T cells and B cells are the two most important lymphocytes in fighting against viral infection. CD8+ T cells are particularly efficient in clearing virus-infected cells, after receiving help from CD4+ T cells28. The latter can induce the activation and differentiation of cognate B cells, and subsequently promote the production of virus-specific antibodies, including neutralizing antibodies29. In turn, neutralizing antibodies are able to mediate antibody-dependent cell-mediated cytotoxicity to kill virus-infected cells, and to block the entrance of extracellular virus30. Therefore, it's not surprising that changes in these cells could reflect the viral presence. Accordingly, T cell subsets were reported to be profoundly affected in severe cases with SARS-CoV-2 infection15. However, we could not determine from our data and the current knowledge whether SARS-CoV-2 can directly infect these lymphocytes, or indirectly caused these alterations. We did not find any difference in NK cells between the PPP group and healthy subjects, in terms of both absolute numbers and relative frequency (Fig. 1). Instead, the relative frequency of NK cells were even higher in the PPP group than in the PPN group (p = 0.02, Fig. 1B), although the absolute numbers of NK cells between these two groups were comparable. This discrepancy is likely due to the relative increase of T cells and B cells in the PPN group. As an innate immune cells, NK cells are among the first cell types to combat virus infection31. However, PP patients in our study were likely to be in the late phase of SARS-CoV-2 infection, during which the role of NK cells remained to be defined.

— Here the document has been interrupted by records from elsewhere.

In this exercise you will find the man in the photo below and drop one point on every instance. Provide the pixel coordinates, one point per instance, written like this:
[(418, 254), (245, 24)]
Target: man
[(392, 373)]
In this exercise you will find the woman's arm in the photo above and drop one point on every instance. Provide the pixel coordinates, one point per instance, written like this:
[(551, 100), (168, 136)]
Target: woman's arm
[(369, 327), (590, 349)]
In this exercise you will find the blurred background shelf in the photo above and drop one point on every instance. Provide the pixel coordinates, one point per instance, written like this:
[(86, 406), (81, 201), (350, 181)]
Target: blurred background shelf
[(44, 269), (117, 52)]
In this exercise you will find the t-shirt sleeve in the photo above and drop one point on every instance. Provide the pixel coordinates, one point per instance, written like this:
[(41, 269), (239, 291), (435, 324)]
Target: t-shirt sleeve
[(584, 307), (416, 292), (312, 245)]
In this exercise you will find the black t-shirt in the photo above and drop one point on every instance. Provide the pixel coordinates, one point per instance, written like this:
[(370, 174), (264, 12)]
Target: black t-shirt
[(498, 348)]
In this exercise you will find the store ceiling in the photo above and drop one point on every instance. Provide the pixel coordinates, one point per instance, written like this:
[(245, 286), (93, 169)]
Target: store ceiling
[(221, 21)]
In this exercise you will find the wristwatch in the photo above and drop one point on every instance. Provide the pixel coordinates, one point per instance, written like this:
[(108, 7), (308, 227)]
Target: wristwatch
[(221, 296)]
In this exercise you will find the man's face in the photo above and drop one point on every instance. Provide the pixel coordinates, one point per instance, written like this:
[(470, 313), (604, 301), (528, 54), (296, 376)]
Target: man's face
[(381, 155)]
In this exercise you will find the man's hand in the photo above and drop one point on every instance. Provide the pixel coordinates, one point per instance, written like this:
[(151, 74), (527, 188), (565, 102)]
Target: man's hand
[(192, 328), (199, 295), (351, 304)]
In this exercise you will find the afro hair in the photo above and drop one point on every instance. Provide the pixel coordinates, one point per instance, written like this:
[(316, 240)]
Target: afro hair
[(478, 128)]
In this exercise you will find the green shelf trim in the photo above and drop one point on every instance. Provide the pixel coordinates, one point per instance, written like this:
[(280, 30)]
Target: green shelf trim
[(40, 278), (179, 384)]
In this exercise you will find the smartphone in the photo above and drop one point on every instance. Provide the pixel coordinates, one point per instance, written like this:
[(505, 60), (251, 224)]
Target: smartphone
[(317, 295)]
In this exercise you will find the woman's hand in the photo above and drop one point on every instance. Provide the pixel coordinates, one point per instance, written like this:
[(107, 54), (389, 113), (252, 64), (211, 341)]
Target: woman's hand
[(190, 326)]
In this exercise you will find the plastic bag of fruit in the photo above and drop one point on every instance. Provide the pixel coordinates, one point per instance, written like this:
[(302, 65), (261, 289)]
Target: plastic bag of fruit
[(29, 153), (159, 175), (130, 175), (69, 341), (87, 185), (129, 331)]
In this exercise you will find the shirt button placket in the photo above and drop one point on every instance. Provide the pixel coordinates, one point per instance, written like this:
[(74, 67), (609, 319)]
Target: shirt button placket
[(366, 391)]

Several limitations to the present study warrant mention. First, this retrospective study was conducted in a single hospital, which may result in selection bias. Our conclusion could be further strengthened by a multicenter, prospective study in a randomized setting. Second, only 37 non-severe COVID-19 patients with persistent viral presence were included in this investigation, interpretation of our findings might be limited by the sample size. Nevertheless, our study cohort included patients that were transferred from two large mobile cabin hospitals that have treated hundreds of thousands patients during the pandemic, in addition to those directly from Zhongnan hospital. In fact, that's all the patients that were persistently positive for SARS-CoV-2 RNA we can successfully recruit for this study. Despite the small sample size of this study, similar phenomena have been observed by other groups while this manuscript was under consideration. Using viral clearance days of 16 days as the cutoff to divide patient population into long viral persistence group (n = 35) and short viral persistence group (n = 32), Chang et al.32 found that the frequencies of lower than normal CD4+ T cell and CD8+ T cell counts in the long viral persistence group were significantly higher than that in the short viral persistence group. Similarly, Ling et al.33 found that the CD4+ T lymphocyte count may help predict the duration of viral RNA detection in patients’ stools. Third, these patients were transferred to our hospital, we do not have their laboratory results and lymphocyte measurements at disease onset, we therefore randomly selected age- and sex-matched PA patients for comparison. Fourth, quantitative viral RNA detection and isolation of live virus were not performed due to limited resources in our hospital, which prevent us from building connections between lymphocyte subpopulations and these parameters.

Despite these limitations, the present study, to the best of our knowledge, is the first investigation to examine changes of lymphocyte subpopulations in non-severe COVID-19 patients with persistent viral presence. We found that CD4+ T cells, CD8+ T cells, and B cells were markedly decreased in these patients. Our findings suggest that monitoring lymphocyte subpopulations could be clinical meaningful in discharge management for non-severe COVID-19 patients with persistent viral presence.